Chor? Das ist uncool. Das war auf wohl jeder Schule ungeschriebenes Gesetz. Die US-Komödie Pitch Perfect brachte das Thema auf ein völlig neues Level. Chorgesang gilt seitdem als cool – a cappella sei Dank. Bei dieser Version choraler Musik performt eine Gruppe meist junger Leute Popsongs, begleitet nur von einem Beatboxer, mit Choreographie, tollen Stimmen und vor allem Leidenschaft. Das gibt es nur im Film? Falsch gedacht! Das gibt’s auch in Berlin!
Der Chor betritt die kleine, spärlich beleuchtete Bühne. Vierzig Männer und Frauen, die in gelben, grünen, roten oder blauen Kleidern und Hemden einen starken Kontrast zu dem schwarzen Theatervorhang bilden, vor dem sie sich nun aufstellen. Aber nicht nur die Outfits sind Kontrastprogramm: auch das, was die Gruppe, die sich Klangwerk 306 nennt, nun auf die Bühne bringen wird, steht im Kontrast zu normalem Chorgesang.
Schwungvoll statt steif
Klangwerk 306 gibt es seit 2009. Doch dafür, dass die Berliner Gruppe seitdem bei vielen Auftritten bewies, dass sie besser ist, als die Gewinner mancher Fernsehshow, kennen sie noch relativ wenige Menschen. Dabei treffen Klangwerk 306 den Geschmack einer breiten Zielgruppe: Songs von Justin Timberlake, Peter Fox, Maxim oder Sia stehen bei Klangwerk 306 auf dem Programm. Diese Songs singen sie aber nicht steif in drei Reihen stehend, bekleidet mit schwarz-weißen Anzügen, wie es das Klischee des Chorgesangs vorgibt. Bei Klangwerk 306 wird der Gesang Teil eines ganzen Bühnenprogramms.

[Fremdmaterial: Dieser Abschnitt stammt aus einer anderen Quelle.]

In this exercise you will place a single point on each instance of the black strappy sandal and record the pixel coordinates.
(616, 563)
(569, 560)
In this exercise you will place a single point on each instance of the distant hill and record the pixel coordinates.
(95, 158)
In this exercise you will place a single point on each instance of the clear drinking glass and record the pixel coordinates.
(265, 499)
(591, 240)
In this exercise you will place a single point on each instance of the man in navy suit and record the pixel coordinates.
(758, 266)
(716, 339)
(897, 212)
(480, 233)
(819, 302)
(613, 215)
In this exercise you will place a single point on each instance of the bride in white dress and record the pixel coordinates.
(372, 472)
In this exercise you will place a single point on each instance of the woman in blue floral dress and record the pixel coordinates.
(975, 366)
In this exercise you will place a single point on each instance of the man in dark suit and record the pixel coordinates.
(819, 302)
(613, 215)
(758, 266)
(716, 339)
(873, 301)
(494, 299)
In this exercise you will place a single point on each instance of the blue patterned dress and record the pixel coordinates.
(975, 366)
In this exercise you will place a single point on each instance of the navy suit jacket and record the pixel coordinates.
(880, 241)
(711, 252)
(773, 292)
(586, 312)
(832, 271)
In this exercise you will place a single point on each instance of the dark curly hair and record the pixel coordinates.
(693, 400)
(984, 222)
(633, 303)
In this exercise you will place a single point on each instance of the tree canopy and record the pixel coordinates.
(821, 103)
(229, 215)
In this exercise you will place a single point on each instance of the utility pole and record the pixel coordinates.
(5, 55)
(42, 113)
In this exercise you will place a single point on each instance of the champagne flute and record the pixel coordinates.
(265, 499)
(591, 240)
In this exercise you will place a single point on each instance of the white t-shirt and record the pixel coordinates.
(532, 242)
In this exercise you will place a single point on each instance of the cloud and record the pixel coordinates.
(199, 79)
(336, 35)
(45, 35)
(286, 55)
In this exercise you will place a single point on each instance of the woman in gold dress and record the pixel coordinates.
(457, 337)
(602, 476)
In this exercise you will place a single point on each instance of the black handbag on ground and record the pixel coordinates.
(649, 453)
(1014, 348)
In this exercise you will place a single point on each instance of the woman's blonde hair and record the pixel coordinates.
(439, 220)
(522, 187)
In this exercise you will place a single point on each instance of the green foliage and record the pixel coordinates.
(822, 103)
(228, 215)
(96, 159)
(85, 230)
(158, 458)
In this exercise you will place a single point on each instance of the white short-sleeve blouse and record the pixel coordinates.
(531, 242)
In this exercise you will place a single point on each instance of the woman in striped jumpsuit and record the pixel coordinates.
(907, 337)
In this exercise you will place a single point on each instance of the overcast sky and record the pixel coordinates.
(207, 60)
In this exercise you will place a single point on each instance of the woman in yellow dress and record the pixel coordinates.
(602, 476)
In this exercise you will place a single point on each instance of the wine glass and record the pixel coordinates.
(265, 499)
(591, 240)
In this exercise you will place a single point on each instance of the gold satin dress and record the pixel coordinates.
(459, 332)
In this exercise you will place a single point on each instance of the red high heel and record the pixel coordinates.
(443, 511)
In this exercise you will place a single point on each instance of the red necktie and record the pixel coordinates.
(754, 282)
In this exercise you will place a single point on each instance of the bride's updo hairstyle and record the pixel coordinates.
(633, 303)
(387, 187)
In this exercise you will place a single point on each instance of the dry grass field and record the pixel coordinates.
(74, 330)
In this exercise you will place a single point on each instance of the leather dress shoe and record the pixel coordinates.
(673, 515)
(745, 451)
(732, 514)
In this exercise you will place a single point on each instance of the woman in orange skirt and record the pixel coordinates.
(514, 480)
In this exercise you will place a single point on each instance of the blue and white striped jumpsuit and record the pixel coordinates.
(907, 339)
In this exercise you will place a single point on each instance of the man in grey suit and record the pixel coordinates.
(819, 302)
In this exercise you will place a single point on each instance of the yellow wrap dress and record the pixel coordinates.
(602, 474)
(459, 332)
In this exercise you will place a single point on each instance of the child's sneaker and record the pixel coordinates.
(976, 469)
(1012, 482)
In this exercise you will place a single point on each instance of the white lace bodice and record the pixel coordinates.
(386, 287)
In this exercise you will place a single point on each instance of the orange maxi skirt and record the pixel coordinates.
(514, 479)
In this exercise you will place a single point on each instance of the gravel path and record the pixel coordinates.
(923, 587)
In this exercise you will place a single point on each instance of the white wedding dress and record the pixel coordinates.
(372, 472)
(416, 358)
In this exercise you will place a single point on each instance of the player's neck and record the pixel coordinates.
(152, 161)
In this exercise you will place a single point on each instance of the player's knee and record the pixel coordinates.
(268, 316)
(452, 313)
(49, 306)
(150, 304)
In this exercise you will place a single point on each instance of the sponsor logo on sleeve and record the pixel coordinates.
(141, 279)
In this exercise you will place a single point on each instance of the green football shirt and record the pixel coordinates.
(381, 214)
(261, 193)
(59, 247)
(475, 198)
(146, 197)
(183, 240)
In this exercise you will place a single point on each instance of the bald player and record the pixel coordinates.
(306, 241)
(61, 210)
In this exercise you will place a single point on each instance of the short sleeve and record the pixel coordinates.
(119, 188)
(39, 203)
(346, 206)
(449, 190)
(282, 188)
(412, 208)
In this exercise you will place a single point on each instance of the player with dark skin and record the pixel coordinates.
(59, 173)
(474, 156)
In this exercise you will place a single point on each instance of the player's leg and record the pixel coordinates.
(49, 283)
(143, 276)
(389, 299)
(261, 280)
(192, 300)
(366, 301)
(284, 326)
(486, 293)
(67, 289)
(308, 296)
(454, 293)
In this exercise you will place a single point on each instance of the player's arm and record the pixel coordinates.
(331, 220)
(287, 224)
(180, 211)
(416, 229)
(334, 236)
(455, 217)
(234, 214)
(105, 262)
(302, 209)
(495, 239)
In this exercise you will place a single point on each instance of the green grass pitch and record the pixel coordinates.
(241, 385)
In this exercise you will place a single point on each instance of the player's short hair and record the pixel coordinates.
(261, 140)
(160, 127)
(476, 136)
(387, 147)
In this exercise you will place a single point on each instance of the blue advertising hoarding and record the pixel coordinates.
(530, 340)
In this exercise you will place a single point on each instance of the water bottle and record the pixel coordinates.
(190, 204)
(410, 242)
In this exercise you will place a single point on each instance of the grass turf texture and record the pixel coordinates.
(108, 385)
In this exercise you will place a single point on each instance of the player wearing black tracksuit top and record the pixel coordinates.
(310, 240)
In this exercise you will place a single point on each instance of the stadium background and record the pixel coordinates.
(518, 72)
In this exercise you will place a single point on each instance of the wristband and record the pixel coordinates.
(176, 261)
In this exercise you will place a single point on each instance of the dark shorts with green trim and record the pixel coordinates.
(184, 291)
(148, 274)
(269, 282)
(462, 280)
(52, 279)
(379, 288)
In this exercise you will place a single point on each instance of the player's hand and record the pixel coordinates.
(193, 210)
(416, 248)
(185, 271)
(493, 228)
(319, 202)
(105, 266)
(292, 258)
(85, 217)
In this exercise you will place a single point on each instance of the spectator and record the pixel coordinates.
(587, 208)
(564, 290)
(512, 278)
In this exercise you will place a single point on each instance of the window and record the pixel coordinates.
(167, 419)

Und dieses ist dann tatsächlich so, wie es die Fans von Pitch Perfect kennen und lieben gelernt haben – nur etwas weniger übertrieben. Dafür aber mit echten Emotionen und Liedern, die auch Personen jenseits des Teenie-Alters ansprechen. Das Ganze natürlich – typisch a cappella – rein vokal, also ohne Instrumentalbegleitung. Lediglich ein Piano kommt in einigen Stücken zum Einsatz. Dafür performen die Sängerinnen und Sänger mit ihrem ganzen Körper: es wird getanzt, rhythmisch geklatscht und mit Mimik und Gestik gespielt. Die Zuschauer würden am liebsten mitmachen, doch so ganz traut sich das keiner. Das wiederum ist im Film anders und schöner: hier könnten sich die doch noch etwas steifen Berliner Zuschauer eine Scheibe abschneiden.
Musik mit Aussage
Klangwerk 306 bringen nicht nur Comedy-Elemente auf die Bühne, wie bei ihrer Version von Peter Fox‘ Schwarz zu Blau, bei der kurz mal eine Frau in die Männerrolle schlüpft. Die Sängerinnen und Sänger behandeln in ihren Songs auch ernste Themen wie Krieg, Diskriminierung oder Rassismus. So leitete eine emotional vorgetragene Rede den Schrei nach Liebe von Den Ärzten ein. „An alle Nazis, Faschisten und Rassisten, deren Gewalt nur ein stummer Schrei nach Liebe ist“ richte sich der Song. Gänsehaut verursachte er aber auch beim Rest des Publikums.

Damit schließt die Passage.